Hello - Yes you can make library by inkscape or Krita itself granted they are vector and formatted as symbol/ or many symbol.
I have done so several times; Though I’m more familiar with the notepad method since I do more than 10 symbols in one library.
Me and @AhabGreybeard have different written method you can use. There is a guide as answer to a previous question. A starter file can be found on this thread.
Thanks, I think if I understand it correctly then for my process to work I would need to create my selection, export it and trace it in inkscape to vector, and then either add it to a library within inkscape or by editing the svg file.
I will give it a shot and see how it goes. However from the sound of it I’m suspecting that if I continue this process in krita I may make the quality sacrifice of using brushes for shapes instead, as it sounds a lot slower than the way I used to do it before, while the process for brush tips is very similar to making a PS-style custom shape.

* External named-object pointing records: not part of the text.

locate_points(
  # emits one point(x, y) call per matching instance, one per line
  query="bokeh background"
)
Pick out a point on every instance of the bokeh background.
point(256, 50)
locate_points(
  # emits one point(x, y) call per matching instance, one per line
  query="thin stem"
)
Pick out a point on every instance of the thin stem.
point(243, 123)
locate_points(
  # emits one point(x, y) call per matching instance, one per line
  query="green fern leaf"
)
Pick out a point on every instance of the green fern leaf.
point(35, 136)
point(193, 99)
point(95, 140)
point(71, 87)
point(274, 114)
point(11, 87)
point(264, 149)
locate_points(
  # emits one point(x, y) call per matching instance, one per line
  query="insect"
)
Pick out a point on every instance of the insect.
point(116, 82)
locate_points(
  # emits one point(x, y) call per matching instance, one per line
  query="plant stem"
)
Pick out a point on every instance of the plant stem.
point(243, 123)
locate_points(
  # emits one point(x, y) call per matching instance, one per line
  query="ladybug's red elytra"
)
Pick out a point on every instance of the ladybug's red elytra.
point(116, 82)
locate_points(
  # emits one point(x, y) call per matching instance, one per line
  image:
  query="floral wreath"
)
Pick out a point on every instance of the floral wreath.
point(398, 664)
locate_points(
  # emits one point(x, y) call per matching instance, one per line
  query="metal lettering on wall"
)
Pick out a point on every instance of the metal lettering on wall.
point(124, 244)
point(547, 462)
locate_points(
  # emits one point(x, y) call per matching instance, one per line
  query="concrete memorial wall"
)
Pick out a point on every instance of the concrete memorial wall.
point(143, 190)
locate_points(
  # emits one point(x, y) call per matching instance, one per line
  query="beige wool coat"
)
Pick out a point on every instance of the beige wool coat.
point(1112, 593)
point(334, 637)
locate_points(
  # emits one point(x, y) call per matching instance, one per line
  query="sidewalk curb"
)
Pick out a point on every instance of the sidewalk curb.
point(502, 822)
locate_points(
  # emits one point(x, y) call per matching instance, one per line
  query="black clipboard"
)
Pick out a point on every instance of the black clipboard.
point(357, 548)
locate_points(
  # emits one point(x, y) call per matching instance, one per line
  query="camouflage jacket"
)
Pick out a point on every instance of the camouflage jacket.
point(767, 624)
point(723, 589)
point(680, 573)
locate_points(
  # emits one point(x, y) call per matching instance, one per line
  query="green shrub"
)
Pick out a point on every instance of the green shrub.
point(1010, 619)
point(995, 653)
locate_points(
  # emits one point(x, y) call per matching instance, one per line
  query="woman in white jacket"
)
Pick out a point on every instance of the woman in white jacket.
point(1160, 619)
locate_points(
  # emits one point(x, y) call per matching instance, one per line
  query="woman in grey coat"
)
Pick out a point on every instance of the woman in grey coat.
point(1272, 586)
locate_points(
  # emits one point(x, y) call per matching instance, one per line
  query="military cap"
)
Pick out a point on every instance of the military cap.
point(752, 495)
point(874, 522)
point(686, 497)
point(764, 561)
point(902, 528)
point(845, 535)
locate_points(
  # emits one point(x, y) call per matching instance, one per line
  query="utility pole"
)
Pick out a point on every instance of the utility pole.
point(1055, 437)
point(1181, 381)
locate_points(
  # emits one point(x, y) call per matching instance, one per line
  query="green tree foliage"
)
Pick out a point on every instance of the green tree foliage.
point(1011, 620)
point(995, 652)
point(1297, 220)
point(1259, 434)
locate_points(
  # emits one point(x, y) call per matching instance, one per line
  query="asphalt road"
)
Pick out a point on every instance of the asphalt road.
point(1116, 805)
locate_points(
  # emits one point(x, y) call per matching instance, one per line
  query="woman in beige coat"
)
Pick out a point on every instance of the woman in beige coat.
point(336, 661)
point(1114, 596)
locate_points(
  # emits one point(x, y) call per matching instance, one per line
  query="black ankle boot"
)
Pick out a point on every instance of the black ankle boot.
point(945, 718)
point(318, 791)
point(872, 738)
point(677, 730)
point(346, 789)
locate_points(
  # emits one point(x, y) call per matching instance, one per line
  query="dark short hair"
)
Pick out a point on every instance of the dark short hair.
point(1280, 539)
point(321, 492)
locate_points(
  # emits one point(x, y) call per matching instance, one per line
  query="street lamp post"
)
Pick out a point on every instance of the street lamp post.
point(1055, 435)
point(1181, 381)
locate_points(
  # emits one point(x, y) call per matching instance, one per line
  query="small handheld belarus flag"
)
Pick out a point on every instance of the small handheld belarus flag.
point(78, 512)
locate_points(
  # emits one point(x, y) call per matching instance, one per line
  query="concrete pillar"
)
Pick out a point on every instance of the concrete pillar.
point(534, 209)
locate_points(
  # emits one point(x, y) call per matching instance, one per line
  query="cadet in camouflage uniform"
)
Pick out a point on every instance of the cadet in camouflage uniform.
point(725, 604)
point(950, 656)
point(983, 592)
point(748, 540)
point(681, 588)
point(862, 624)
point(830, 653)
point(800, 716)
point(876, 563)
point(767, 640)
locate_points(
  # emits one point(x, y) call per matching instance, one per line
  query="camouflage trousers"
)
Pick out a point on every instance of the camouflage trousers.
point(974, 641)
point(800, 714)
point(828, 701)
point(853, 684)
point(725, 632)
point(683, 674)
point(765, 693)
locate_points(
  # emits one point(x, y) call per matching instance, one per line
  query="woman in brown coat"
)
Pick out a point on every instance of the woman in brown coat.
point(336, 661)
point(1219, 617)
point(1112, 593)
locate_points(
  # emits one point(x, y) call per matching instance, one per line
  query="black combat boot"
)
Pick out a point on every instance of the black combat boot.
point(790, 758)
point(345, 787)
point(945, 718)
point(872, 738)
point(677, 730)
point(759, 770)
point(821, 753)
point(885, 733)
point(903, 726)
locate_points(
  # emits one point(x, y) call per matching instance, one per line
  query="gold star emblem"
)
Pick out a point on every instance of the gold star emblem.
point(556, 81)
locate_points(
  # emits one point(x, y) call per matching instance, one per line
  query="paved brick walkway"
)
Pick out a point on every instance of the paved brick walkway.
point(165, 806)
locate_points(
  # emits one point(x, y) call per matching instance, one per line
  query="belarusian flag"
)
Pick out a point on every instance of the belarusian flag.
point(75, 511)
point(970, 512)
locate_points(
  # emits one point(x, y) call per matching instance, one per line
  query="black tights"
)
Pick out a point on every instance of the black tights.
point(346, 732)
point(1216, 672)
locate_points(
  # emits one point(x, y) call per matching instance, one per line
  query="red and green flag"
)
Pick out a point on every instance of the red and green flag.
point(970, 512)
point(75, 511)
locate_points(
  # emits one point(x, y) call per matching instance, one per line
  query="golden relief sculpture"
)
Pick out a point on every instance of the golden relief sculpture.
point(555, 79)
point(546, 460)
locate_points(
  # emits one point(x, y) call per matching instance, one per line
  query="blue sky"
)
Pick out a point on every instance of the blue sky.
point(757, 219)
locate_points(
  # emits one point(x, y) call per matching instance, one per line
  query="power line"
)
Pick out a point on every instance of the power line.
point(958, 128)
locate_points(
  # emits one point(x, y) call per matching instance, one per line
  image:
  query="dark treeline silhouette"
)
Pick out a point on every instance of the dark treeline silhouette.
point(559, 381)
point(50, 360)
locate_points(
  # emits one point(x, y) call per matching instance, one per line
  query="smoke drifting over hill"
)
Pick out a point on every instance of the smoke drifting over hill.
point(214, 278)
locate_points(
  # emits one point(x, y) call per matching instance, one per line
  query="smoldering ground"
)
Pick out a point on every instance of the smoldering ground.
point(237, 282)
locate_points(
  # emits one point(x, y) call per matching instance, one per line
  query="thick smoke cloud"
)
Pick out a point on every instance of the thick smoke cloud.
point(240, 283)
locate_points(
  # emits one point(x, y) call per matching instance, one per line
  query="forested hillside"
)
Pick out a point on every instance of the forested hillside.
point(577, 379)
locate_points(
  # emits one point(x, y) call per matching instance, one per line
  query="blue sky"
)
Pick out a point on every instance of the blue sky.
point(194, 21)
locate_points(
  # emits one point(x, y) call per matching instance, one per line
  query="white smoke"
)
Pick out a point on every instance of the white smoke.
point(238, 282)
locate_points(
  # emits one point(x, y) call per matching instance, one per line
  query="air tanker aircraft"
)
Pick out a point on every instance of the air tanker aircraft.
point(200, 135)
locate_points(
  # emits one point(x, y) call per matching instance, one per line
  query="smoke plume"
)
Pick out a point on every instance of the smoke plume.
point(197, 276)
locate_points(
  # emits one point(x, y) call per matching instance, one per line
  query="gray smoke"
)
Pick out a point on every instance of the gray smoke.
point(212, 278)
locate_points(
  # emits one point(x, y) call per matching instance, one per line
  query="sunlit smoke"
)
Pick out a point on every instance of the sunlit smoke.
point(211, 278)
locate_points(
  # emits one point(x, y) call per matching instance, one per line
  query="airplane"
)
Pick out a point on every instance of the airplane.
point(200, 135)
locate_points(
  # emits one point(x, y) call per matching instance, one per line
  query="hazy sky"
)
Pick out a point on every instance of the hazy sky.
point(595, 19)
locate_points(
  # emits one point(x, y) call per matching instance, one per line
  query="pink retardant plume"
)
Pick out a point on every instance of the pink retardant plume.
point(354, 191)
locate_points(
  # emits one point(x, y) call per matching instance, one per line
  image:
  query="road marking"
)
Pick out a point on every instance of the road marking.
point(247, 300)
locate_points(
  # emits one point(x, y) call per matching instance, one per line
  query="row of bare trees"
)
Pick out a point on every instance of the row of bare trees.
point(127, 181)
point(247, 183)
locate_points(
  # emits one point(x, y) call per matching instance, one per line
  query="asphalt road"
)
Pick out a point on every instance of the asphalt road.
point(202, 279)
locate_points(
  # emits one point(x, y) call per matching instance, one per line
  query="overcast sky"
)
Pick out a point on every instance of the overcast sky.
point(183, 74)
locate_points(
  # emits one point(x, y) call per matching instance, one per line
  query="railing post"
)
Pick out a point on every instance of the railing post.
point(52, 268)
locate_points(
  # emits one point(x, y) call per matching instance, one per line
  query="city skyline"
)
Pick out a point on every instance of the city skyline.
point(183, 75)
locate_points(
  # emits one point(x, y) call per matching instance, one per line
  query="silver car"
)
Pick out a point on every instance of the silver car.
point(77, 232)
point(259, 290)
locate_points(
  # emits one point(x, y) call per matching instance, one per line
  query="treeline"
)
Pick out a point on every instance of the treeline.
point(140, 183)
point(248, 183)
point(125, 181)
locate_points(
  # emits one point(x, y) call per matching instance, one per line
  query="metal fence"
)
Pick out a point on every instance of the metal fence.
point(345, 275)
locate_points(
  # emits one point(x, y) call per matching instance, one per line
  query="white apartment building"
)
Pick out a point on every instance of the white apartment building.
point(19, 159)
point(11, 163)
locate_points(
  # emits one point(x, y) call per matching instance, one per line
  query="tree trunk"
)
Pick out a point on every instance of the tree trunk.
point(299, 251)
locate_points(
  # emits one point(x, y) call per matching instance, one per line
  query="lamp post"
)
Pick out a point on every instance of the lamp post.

I did try exporting but the trouble is that I don’t create the shapes as vector to begin with and as far as I could tell it would not export that as svg? I could probably learn to draw them in vector but I also make some from photos, by removing colour and editing levels to get a good silhouette, so I assumed that tracing in inkscape is probably a necessary step for me unless krita has/gains the ability to do that.
Thanks, I’ll have a look at these and see if I can figure it out. To be clear when I say trace I mean the trace bitmap functionality that inkscape uses, I was looking for something like that but could not find it.
Right, krita doesn’t have that particular ability.
I suggest that you use the Freehand Path tool with Precision set to Curve, Optimise enabled and Precison = 0.5 (adjustable to give more or fewer points on a drawn curve).
After that, you can use the Edit Shapes tool, as in the tutorials, to make final adjustments as needed.
Set it to brightness cutoff and play with threshold value - I find .450 to .750 to be good.
A value of 1 will be all black and 0 is white - so depending on the contrast of your image.
If the artwork is complicated, hand tracing in krita would be a long and boring task and prone to error.
It would be a good idea to explore/learn the Inkscape bitmap tracing facilities.
I’ve just played with it and after some initial confusion I figured it out, a little.
I’m sure there will be YouTube video tutorials for it.
Well, for better understanding, or to clear up the possible misunderstanding, SVG stands for “Scalable Vector Graphic” and therefore accepts only vector graphics, as you already noticed.